Кавалер хотел преклонить колено, но принц не позволил ему сделать это, притянул к себе и прижал к сердцу.
Тогда кавалер рассказал ему все: о своей дружбе с князем Караманико, о данном ему обещании, когда тот лежал на смертном одре, о своей женитьбе на Луизе — словом, он утаил лишь признание Луизы, так что в глазах принца его отцовство не вызывало сомнений. Наконец, кавалер заверил принца в том, что Луиза не виновна в политических преступлениях, и просил заступиться за нее.
Принц с минуту размышлял. Он знал жестокий и мстительный характер своего отца, знал, какую тот дал клятву и как трудно будет заставить короля от нее отказаться.
Но внезапно у него мелькнула счастливая мысль.
— Ждите меня здесь, — сказал он кавалеру. — По такому важному делу мне необходимо посоветоваться с принцессой, к тому же она хороший советчик.
И он прошел в спальню жены.
Пять минут спустя дверь приотворилась, принц высунул голову и окликнул кавалера.
В то самое время, когда дверь спальни захлопнулась за Сан Феличе, какая-то маленькая шхуна, судя по высоте и гибкости мачт, американской постройки, обогнула гору Пеллегрино, проследовала вдоль длинной дамбы Портового замка, завершающейся пушечной батареей, вошла в бухту и, маневрируя с такой же ловкостью, с какой это делают в наши дни пароходы, между английскими военными кораблями и торговыми судами всех стран, заполнявшими порт Палермо, бросила якорь в полукабельтове от замка Кастелламмаре, уже давно превращенного в государственную тюрьму.
Если бы указанных нами примет было недостаточно, чтобы опознать национальную принадлежность маленького судна, то звездный американский флаг, развевавшийся на гафеле его фок-мачты, подтвердил бы, что оно построено на континенте, открытом Христофором Колумбом, и, вопреки кажущейся хрупкости, отважно и счастливо пересекло Атлантический океан, словно трехпалубный корабль или высокобортный фрегат.

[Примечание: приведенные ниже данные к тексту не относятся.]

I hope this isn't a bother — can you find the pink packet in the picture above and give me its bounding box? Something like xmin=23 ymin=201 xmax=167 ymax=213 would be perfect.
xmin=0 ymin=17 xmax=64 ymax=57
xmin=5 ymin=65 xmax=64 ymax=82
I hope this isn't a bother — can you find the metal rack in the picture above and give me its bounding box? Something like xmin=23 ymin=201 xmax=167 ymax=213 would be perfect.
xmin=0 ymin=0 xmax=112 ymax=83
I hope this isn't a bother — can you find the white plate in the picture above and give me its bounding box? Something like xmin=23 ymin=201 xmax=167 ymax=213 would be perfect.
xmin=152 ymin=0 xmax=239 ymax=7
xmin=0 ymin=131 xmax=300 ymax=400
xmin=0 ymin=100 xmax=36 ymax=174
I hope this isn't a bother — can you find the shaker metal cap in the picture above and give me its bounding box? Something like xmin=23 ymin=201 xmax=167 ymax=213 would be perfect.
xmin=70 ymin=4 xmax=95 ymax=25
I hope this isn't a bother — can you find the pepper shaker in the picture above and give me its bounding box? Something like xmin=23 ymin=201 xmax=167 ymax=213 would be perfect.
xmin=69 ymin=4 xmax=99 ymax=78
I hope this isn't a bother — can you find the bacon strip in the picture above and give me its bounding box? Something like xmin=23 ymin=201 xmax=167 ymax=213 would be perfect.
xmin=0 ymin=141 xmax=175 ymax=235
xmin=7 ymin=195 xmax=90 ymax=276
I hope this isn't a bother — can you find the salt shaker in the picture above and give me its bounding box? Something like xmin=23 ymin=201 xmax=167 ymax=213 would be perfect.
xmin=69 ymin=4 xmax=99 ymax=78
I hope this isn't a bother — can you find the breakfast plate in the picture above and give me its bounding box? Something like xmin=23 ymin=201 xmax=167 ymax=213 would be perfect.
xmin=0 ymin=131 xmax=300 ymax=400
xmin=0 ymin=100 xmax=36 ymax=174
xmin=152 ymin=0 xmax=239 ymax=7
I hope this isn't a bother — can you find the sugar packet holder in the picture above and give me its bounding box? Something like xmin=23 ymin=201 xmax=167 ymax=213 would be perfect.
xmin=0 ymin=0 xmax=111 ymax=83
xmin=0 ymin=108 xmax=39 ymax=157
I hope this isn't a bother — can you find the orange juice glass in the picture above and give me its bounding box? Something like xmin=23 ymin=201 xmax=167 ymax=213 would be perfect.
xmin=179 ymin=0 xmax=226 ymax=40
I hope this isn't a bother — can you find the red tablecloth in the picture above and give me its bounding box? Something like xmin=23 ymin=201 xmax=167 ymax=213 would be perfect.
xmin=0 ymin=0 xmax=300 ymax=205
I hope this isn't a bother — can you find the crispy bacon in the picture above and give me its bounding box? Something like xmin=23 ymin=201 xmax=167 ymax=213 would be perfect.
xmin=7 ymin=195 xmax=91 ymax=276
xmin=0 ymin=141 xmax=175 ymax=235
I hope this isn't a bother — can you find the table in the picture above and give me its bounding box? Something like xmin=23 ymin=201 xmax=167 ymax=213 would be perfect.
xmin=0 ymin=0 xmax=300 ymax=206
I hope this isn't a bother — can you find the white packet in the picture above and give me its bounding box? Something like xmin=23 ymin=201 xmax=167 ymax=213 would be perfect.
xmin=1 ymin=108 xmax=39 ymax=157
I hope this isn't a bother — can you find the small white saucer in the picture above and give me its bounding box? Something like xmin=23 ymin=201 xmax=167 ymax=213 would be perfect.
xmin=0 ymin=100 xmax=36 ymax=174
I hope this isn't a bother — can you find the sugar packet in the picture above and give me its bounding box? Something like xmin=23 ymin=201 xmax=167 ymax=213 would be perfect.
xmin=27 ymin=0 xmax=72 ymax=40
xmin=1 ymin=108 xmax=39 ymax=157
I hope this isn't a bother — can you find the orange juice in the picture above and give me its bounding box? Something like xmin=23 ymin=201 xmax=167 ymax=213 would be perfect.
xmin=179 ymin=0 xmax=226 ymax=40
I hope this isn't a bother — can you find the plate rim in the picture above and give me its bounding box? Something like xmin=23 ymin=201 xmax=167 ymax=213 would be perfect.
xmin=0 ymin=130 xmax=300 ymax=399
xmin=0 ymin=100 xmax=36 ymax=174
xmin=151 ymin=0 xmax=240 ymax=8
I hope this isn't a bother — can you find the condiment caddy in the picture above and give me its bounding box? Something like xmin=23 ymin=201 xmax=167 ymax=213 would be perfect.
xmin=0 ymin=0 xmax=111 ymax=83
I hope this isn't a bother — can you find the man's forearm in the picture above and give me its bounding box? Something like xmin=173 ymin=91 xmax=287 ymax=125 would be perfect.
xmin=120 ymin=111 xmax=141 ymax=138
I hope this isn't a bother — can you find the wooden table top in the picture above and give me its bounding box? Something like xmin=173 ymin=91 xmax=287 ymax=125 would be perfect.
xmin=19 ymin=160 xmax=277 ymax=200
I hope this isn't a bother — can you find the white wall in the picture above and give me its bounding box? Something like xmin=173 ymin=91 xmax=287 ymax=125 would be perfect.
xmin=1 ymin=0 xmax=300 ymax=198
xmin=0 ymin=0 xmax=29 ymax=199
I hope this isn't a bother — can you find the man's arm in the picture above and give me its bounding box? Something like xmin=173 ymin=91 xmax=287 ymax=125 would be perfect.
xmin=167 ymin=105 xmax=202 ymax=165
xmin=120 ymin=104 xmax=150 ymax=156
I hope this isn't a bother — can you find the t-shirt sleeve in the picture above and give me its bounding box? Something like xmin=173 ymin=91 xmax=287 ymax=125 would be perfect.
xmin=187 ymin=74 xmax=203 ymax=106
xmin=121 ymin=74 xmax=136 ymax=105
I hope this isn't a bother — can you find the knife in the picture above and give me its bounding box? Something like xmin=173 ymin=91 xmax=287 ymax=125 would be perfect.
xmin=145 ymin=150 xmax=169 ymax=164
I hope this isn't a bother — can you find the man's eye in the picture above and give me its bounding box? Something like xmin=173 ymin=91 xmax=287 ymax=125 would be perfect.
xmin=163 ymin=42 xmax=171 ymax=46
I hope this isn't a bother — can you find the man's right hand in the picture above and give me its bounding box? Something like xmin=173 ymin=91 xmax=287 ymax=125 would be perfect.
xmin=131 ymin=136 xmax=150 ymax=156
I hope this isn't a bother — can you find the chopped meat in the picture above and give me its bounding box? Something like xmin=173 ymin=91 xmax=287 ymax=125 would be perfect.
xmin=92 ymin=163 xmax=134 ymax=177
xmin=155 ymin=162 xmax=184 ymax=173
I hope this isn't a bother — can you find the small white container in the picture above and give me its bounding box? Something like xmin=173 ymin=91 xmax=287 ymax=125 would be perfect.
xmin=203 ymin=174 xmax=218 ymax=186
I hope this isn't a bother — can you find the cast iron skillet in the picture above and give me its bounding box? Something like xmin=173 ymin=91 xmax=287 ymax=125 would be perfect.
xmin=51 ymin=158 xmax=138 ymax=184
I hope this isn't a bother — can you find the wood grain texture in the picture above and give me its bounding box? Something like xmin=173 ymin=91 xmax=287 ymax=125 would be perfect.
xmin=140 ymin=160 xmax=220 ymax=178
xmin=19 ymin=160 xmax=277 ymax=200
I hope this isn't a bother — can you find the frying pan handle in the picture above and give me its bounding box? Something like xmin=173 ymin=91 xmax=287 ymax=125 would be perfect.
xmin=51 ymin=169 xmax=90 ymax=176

Название судна «Ранер», что значило «Бегущий», начертанное на корме золотыми буквами, указывало, что оно получило имя по заслугам, а не по прихоти его владельца.
Едва лишь брошенный якорь зацепился за морское дно, как к «Ранеру» подошла шлюпка карантинной службы, чтобы выполнить все формальности и предосторожности, и начался обычный обмен вопросами и ответами.
— Эй, на шхуне! Откуда идете?
— С Мальты.
— Прямым курсом?
— Нет, мы заходили в Джирдженти и Марсалу.
— Покажите ваш карантинный лист.
Капитан, отвечавший на вопросы по-итальянски, но с явным акцентом янки, протянул требуемую бумагу; ее у него взяли щипцами и, прочитав, вернули тем же способом.